Five years ago Gordon Brown used a huge amount of the taxpayers’ cash into bailing out the banks. Under George Osborne, we’re getting that money back. £3.2 billion was raised by selling Lloyds shares to institutional investors like pension funds – ensuring we can all benefit from the banks’ profitability.
There’s also the possibility that the sale of future shares might involve a retail offering – allowing ordinary people to enjoy the benefits of ownership.
The sale of shares in Royal Mail is just as important. Not only will it allow people to benefit from our national assets, but it will allow Royal Mail to get the investment and flexibility it needs to compete with rivals within the UK, and grow internationally.
We’re managing the process very carefully and the scare stories that the CWU and their political wing in the Labour Party are spreading about the end of the universal service are nonsense.
Just today we’ve heard good news about another scheme, Help to Buy. The equity loan part of Help to Buy has already helped 10,000 first time buyers and families trapped by low equity into new homes, creating jobs and economic growth alongside tackling our historic shortage of housing. David Cameron’s announcement today that the second part of the scheme, the mortgage guarantee, will be brought forward is fantastic news for even more families and will further help the housing market.
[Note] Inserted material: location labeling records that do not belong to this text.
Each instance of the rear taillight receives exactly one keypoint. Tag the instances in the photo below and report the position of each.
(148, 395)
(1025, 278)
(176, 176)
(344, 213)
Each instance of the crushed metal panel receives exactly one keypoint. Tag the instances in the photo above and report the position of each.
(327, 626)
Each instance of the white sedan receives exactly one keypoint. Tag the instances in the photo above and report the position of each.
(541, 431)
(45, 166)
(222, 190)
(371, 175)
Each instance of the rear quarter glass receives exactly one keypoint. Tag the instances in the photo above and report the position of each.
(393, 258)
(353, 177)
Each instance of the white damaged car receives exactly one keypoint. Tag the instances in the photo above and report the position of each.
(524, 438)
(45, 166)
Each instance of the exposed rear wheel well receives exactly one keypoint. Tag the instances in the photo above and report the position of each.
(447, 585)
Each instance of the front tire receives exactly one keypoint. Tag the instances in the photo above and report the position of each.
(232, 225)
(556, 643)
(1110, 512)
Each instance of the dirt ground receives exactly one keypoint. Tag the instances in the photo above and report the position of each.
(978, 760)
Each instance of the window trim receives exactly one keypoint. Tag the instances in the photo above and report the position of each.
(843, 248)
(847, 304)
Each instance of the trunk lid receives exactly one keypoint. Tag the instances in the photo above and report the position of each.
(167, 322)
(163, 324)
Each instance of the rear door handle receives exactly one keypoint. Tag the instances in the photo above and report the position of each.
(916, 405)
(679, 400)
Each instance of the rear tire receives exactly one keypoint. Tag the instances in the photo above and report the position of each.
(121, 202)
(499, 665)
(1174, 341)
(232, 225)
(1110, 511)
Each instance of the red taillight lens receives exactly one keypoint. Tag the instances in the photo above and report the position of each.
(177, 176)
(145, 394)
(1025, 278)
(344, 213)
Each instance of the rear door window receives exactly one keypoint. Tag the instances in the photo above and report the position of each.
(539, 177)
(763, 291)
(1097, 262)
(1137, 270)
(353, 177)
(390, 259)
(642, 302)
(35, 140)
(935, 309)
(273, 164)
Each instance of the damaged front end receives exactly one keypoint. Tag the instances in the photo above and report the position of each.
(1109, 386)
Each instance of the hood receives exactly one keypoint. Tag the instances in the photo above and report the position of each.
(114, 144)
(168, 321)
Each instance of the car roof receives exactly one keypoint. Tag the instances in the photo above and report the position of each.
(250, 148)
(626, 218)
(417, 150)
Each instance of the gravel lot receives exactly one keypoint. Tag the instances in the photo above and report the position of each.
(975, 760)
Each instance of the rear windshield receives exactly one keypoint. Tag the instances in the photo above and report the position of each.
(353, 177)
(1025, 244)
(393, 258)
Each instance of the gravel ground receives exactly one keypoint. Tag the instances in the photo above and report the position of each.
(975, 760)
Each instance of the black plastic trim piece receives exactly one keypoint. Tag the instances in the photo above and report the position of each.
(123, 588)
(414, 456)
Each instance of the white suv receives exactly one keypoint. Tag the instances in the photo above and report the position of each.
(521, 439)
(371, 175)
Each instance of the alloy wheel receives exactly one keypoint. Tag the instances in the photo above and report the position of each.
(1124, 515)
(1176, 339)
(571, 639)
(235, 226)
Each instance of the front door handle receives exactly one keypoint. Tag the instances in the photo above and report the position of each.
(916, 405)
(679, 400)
But just as the militant Labour Party opposed Margaret Thatcher in the 1980s, so Labour oppose our reforms today.
What we’ve seen from Labour in the last week is a dangerous attempt to build up the state to the monolithic power it enjoyed during the days of the 1970s, where every aspect of our lives was determined by the sign off of someone in a council, or a central government figure. Not only did this concentrate power in the wrong place, it was also expensive.
It was Ed Miliband’s intellectual godfather Neil Kinnock who declared that ‘we cannot remove the evils of capitalism without taking its source of power – ownership’.
If this is the dividing line they want ahead of the next election, they can have it.
After thirteen years of Labour government people know the dangers of an overbearing state. ID cards, an NHS hopelessly tied up in red tape and unable to concentrate on patients, and schools where a target driven culture meant that all too often second best was seen as good enough.
With this Conservative-led government, things are changing. We want to extend ownership to everyone. Labour just want to take it away.
Through free schools we’re allowing hardworking people to have a say in their children’s education if they want to. Labour would stop free schools being built.
Through planning reform we’re allowing people to have more say over building in their local areas. Labour just gave increasing control to unelected bureaucrats.
Conservatives in government are returning power to where it belongs, the hands of the people.
We are doing our greatest leader proud.